High Court quashes crime prevention orders due to start at least 24 years from sentencing of murder co-accused

The High Court of Justiciary has allowed appeals by two of four co-accused found guilty of murdering a man in a drive-by shooting against the imposition of serious crime prevention orders under the Serious Crime Act 2015 due to commence after their release from prison.

Darren Eadie and John Kennedy were found guilty of the murder of Kenneth Reilly and sentenced to life imprisonment plus an additional five-year sentence on a charge of attempting to defeat the ends of justice. They argued that it was inappropriate for the Crown to seek to impose SCPOs that would commence, at a minimum, 24 years in the future.

The appeals were heard together by the Lord Justice General, Lord Carloway, along with Lord Pentland and Lord Doherty. A Ogg, and G Brown, solicitor advocates, appeared for the appellants, and Edwards KC for the Crown.

Serious organised crime

The first appellant had organised the shooting in retaliation for assault on his friend in April 2018. On 16 April, the appellants and their co-accused pulled up alongside a car in which the deceased was a passenger on Bilsland Drive, Glasgow. A back seat passenger, thought to be Mr Kennedy, fired six shots at the deceased, one of which delivered a fatal blow to his forehead. Following the shooting, the co-accused burned the vehicle, a stolen Ford S-Max people carrier. The offence was aggravated by a connection to serious organised crime.

At the sentencing diet in early 2022, Mr Eadie and Mr Kennedy were given punishment parts of 24 and 26 years respectively. On 9 March 2022, the Crown applied for SCPOs in respect of both appellants. The advocate depute argued that there were reasonable grounds to believe that the SCPOs would protect the public by preventing, restricting or disrupting involvement by the appellants in serious crime.

The judge, considering that neither appellant would be harmless upon release, imposed the orders sought for a period of five years following their release from prison. The order contained notification requirements in relation to addresses, the ownership and use of certain property including vehicles, a requirement to report to the police twice a year, and a prohibition on associating or communicating with the co- accused except between Mr Eadie and his co-accused father.

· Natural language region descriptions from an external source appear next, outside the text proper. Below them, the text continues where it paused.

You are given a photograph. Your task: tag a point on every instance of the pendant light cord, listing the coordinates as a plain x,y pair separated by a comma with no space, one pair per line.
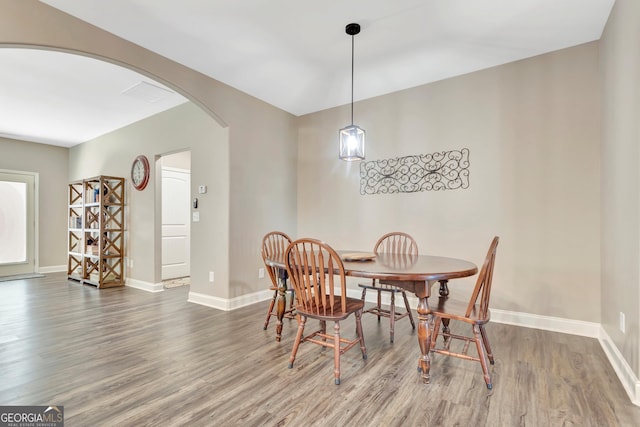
352,44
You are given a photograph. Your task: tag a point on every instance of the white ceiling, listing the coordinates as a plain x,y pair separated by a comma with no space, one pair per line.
290,53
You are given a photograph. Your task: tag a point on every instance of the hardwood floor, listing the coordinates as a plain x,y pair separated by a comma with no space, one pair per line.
125,357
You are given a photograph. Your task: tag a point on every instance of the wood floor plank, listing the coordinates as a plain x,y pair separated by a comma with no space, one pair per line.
125,357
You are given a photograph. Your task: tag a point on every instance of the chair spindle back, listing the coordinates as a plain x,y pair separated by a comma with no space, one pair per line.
317,275
483,284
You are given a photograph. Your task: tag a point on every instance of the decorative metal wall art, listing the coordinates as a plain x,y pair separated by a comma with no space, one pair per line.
444,170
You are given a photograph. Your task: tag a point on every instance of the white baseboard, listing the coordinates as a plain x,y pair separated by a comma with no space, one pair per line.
546,323
52,269
229,304
145,286
624,372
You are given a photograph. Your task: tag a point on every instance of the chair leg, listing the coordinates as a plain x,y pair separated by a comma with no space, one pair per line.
487,346
482,355
296,342
291,301
436,331
408,307
363,349
392,317
336,352
273,303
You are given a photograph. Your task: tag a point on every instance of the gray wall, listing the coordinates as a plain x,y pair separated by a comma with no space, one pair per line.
532,128
185,127
620,64
262,144
51,164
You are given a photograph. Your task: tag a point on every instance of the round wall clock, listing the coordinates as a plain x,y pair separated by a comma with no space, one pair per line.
140,172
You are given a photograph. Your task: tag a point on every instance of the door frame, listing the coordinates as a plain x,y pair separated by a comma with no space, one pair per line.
32,225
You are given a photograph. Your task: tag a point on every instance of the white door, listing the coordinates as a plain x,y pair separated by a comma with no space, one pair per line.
176,210
17,223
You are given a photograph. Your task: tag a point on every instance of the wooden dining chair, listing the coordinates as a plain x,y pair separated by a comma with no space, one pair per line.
319,282
274,245
394,243
475,312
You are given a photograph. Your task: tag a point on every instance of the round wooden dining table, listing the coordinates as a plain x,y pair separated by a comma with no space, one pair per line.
415,273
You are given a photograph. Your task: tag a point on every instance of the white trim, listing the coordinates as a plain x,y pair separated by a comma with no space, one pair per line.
627,377
624,372
52,269
546,323
145,286
229,304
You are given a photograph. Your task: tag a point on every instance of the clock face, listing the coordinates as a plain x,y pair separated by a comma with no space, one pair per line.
140,172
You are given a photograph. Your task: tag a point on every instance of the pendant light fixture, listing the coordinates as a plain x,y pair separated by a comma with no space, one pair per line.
352,137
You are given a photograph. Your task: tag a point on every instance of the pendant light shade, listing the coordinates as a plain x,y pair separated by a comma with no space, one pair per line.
352,137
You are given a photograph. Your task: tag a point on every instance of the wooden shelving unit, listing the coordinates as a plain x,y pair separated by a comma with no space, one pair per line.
96,231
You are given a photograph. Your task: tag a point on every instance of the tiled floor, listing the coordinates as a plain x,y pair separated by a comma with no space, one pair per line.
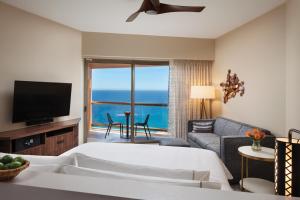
98,135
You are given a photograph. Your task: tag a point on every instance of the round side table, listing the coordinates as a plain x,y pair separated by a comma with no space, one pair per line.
250,184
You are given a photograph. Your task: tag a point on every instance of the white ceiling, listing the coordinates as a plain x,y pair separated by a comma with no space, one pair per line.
219,17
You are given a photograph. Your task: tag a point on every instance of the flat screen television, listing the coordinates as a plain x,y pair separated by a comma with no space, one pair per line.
40,102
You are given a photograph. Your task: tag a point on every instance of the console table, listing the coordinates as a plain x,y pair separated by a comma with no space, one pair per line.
251,184
49,139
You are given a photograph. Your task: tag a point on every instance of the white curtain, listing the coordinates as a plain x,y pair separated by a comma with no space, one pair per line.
184,74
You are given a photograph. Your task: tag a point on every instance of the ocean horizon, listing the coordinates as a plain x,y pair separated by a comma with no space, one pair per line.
158,115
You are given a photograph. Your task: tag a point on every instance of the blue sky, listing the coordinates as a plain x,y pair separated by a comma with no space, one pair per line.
147,78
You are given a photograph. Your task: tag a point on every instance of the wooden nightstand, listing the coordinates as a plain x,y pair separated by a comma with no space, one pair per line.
255,185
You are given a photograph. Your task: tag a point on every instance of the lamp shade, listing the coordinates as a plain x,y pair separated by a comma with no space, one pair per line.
287,165
202,92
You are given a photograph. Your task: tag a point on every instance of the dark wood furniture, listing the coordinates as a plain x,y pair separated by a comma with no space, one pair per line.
50,139
127,115
112,123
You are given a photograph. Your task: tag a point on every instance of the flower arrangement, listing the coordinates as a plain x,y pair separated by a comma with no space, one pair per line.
256,135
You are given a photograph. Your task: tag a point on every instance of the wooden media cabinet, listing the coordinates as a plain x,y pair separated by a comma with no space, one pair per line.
50,139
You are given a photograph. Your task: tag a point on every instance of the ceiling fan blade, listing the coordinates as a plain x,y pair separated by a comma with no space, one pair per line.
166,8
133,16
156,4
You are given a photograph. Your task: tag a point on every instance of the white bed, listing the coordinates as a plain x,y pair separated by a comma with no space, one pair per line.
158,156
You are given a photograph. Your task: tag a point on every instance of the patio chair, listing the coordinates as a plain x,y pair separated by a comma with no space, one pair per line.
144,125
112,123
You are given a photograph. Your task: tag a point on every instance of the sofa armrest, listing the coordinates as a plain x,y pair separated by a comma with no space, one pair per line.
229,154
190,123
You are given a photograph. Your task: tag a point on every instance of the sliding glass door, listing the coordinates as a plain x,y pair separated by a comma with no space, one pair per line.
126,90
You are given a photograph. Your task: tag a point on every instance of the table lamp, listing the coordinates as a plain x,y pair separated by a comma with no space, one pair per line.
203,93
287,165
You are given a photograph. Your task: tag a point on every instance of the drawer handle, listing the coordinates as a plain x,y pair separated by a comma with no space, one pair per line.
60,142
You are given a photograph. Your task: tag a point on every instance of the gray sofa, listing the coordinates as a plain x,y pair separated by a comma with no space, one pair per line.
225,139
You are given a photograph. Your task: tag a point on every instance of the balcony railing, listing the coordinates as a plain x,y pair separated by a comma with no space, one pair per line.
138,111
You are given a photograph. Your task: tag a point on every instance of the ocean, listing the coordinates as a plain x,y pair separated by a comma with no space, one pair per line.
158,115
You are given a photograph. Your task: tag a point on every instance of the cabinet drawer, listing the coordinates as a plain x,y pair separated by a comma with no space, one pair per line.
38,150
57,145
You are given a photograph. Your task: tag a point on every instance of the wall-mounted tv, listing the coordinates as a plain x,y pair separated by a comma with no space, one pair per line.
40,102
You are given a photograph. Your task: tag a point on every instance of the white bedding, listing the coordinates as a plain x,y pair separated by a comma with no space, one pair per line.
158,156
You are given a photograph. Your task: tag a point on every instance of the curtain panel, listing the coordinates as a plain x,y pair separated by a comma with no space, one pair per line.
183,75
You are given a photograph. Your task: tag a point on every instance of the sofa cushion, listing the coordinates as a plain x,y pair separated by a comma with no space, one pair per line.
204,126
203,139
243,129
219,126
231,128
192,136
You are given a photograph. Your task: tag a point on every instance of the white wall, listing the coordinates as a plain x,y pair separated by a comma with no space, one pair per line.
36,49
256,52
293,65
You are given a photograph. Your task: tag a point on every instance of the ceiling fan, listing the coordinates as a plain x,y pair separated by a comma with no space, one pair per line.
154,7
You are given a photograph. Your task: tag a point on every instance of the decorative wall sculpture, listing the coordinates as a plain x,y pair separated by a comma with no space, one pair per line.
232,86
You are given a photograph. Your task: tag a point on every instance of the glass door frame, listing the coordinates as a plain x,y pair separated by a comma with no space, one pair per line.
90,64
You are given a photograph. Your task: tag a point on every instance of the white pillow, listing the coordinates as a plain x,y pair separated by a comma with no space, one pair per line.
73,170
45,160
44,168
93,163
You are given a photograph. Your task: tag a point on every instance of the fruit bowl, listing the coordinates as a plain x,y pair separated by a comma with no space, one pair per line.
9,174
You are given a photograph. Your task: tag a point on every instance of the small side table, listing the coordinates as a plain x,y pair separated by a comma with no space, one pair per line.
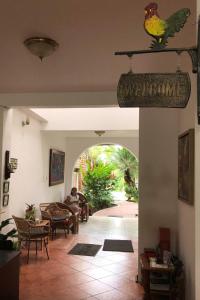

Counsel for the appellants submitted that the proposed SCPOs were not commensurate with future risk, especially as their sentences were of indeterminate length. Further, there was a presumption that, if released on parole, a convicted person no longer posed a risk to the public. An SCPO would only be necessary where the Parole Board failed to exercise its functions, and if the decision were left to be made later, a more informed decision could be made.

Not a proportionate response

Lord Carloway, delivering the opinion of the court, observed: “The SCPO regime is not restricted to determinate sentences or to cases in which the person involved will not be the subject of bespoke licensing conditions throughout the duration of any post release parole. The sentencing judge will have a wide discretion when determining whether an SCPO is both appropriate and, for the purposes of Article 8 of the European Convention, proportionate.”

However, he went on to say: “The court agrees with the reasoning of McCloskey LJ, delivering the judgment of the Court of Appeal in Northern Ireland, in R v Hanrahan (2019), albeit in a different but analogous context. As he put it, ‘the more distant the first day of liberty for the sentenced [accused] the more challenging the application of the statutory test will be’.”

Assessing the reasoning of the trial judge in this case, Lord Carloway said: “The trial judge, in predicting whether any future risk was real, rather than a possibility, was certainly entitled to take into account, as an extremely important factor, that this was a cold blooded assassination. Nevertheless, and accepting that some convicted criminals may be beyond redemption, a second important, but absent, factor is the progress toward rehabilitation, which one or both of the appellants might make, over the quarter century during which they will remain incarcerated.”

The court concluded: “Having regard to the substantial length of time which will elapse before their possible release, and to the fact that the chief constable will be at liberty to apply for an order before any such release, the court does not regard it as a proportionate response to the prospective risk, that an SCPO be made at this stage.”

The appeal was therefore allowed, and the orders quashed.